Other news is pretty much the same. The new girl, Jo arrives next week, so I have been busy setting up orientation stuff for her and will be busy helping her out in her first few weeks. I am actually quite looking forward to having someone to look after, after all this time of people looking after me!!
The clinics are still running well. We are looking to make a few changes as logistically things are getting a bit difficult in terms of transporting all the equipment around. There is too much to carry now, and so we either need to get a car, or to hold the clinic at one location and get people to come to us. The latter would be better as it would be cheaper and easier, and it would make the clinic a lot more effective, as I would be able to keep everything in one place, and keep track of it all.
There is also the issue of finding staff to take over once I have gone. We still aim to employ another nurse, but things have been so busy, it is hard finding the time to get all the stuff sorted for it. There was a few weeks where we thought we wouldn’t be able to get funding for the other community projects, to fund the next financial year, but we have managed to get enough to tide us over for now. So I am busy making plans for my departure, and making sure everything is in place!
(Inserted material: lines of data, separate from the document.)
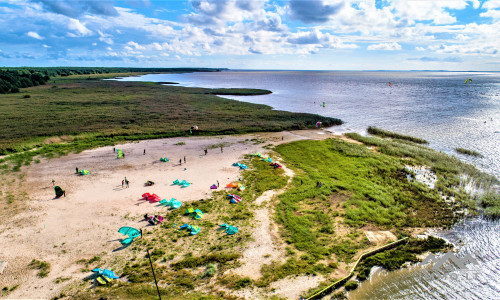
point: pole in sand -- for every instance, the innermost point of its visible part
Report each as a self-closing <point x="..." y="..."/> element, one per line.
<point x="151" y="263"/>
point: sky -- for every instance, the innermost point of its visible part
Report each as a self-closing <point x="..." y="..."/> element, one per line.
<point x="458" y="35"/>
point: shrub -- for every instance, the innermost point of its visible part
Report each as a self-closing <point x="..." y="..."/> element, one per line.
<point x="351" y="285"/>
<point x="43" y="267"/>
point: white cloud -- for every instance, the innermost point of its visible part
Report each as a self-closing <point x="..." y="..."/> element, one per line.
<point x="492" y="13"/>
<point x="75" y="25"/>
<point x="385" y="46"/>
<point x="34" y="35"/>
<point x="491" y="4"/>
<point x="106" y="38"/>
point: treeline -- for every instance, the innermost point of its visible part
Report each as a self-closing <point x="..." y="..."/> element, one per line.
<point x="12" y="79"/>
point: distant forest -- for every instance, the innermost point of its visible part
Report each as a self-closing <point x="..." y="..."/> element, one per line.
<point x="12" y="79"/>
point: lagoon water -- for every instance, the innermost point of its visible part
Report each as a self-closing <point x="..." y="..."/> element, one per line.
<point x="436" y="106"/>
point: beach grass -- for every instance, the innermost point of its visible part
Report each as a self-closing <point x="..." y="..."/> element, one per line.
<point x="360" y="187"/>
<point x="74" y="113"/>
<point x="183" y="262"/>
<point x="468" y="152"/>
<point x="384" y="133"/>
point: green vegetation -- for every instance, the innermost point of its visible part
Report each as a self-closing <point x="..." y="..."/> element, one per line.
<point x="42" y="267"/>
<point x="491" y="204"/>
<point x="183" y="262"/>
<point x="77" y="114"/>
<point x="361" y="186"/>
<point x="468" y="152"/>
<point x="448" y="168"/>
<point x="12" y="79"/>
<point x="393" y="259"/>
<point x="384" y="133"/>
<point x="351" y="285"/>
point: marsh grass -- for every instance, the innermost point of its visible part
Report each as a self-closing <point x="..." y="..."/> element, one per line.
<point x="79" y="114"/>
<point x="384" y="133"/>
<point x="393" y="259"/>
<point x="183" y="262"/>
<point x="359" y="187"/>
<point x="468" y="152"/>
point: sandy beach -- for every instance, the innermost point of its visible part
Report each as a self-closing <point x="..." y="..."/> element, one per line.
<point x="84" y="224"/>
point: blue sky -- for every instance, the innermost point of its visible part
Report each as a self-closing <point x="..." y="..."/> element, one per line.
<point x="253" y="34"/>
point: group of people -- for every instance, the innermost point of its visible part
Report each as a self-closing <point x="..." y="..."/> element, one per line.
<point x="125" y="182"/>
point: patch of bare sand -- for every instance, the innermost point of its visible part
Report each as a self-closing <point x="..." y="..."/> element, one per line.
<point x="85" y="222"/>
<point x="379" y="237"/>
<point x="266" y="246"/>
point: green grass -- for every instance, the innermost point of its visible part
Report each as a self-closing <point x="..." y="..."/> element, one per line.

There have been a few sad cases with the babies in the nutrition programme. There are a couple who have many problems with development and growth, and who aren’t putting on weight. They are typical Great Ormond Street babies, and there are loads of tests and stuff that they need to have done, but they are just aren’t available here. I have had to consciously make a decision to draw a line at the amount of treatment I can give them, because if you investigate too much, there is a risk of finding out stuff that you can’t do anything about. It is so hard doing this, because I know that if they were in a different country, the story would be very different, but I think it is kinder to them, just to feed them and treat them for basic stuff, rather than open up the whole hospital option, knowing they are going to be subjected to lots of suffering, and have a very slim chance of anything positive coming from it. It also takes the pressure off the family for paying for the medical bills too. We can’t pay for every baby in this situation, because there are just too many, so if the family can fund it that’s fine. But the majority of them can’t, and so it is more cost-effective and more sustainable for the future, if we just provide the basics and give the baby and family as much love and advice as possible.
I think I could write a whole essay on the ethics of life out here, because it is so frustrating and seems so unfair. But I have had to learn that you have to look at things from the bigger perspective, and work out what is best in the long run in relation to the quality of life out here, and the way that society works. It may not be the best solution in from my point of view, but I have not grown up in this society or culture, and will never understand it fully. I would bring them all to England if I had my way, but what good will that do in the long run?
So those were my adventures and thoughts for the last few weeks!!! Will let you know how I get on with Jo arriving and whatever!!